Gagosian will present Ed Ruscha: Talking Doorways at its rue de Castiglione gallery in Paris from October 22 through December 3, 2025. The exhibition introduces a series of new paintings where Ruscha turns away from his familiar depictions of exterior façades and directs attention to private interiors. The presentation in Paris coincides with Says I, to Myself, Says I, another body of work shown at Gagosian’s Davies Street gallery in London from October 14 to December 19.
For more than sixty years, Ruscha has explored architecture and infrastructure, from gas stations and apartment buildings to museums, industrial structures, and residential houses. With Talking Doorways, he moves into interior space for the first time, developing surfaces with subtle stippling that create gradients of light. The rooms remain bare except for doorframes and molding, and each painting features a doorway through which a phrase enters the space. These words are carried on bands of color that suggest both soundwaves and beams of light.

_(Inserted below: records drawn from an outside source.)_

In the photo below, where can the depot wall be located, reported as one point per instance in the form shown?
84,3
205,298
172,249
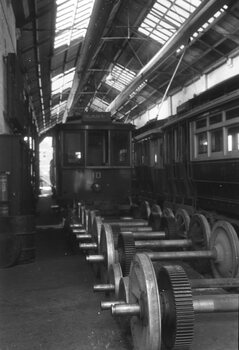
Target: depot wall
7,45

This new direction connects to Ruscha’s interest in the Danish painter Vilhelm Hammershøi (1864–1916), whose work often portrayed quiet interiors. Hammershøi’s restrained palette and close attention to detail fascinated Ruscha, who remarked, “I began to see the insides of walls with moldings and wainscoting and little curbs and things that intrigued me. And while my work is nothing like his, I can say that his work has inspired me. He’s more plainspoken and downright rigid compared to what people do today. Formal and rigid and cold, but still making a true statement.”
Ruscha’s own paintings take inspiration from this sensibility but disrupt it through the presence of painted texts. These words enter the empty rooms as if voicing an unseen conversation. Says I to Myself Says I (2025), a work that stretches ten feet, presents its title phrase as three painted bands divided by doorways, visualizing speech as both repetition and echo. Drawn from vernacular language, the words create a palindromic rhythm while reinforcing Ruscha’s interest in language as a visual form.
The dual exhibitions in Paris and London extend Ruscha’s longstanding dialogue with architecture, interiors, and language. Together, they affirm his ongoing investigations into how words, space, and image intersect. To accompany the exhibitions, Gagosian will publish a catalogue dedicated to these new works.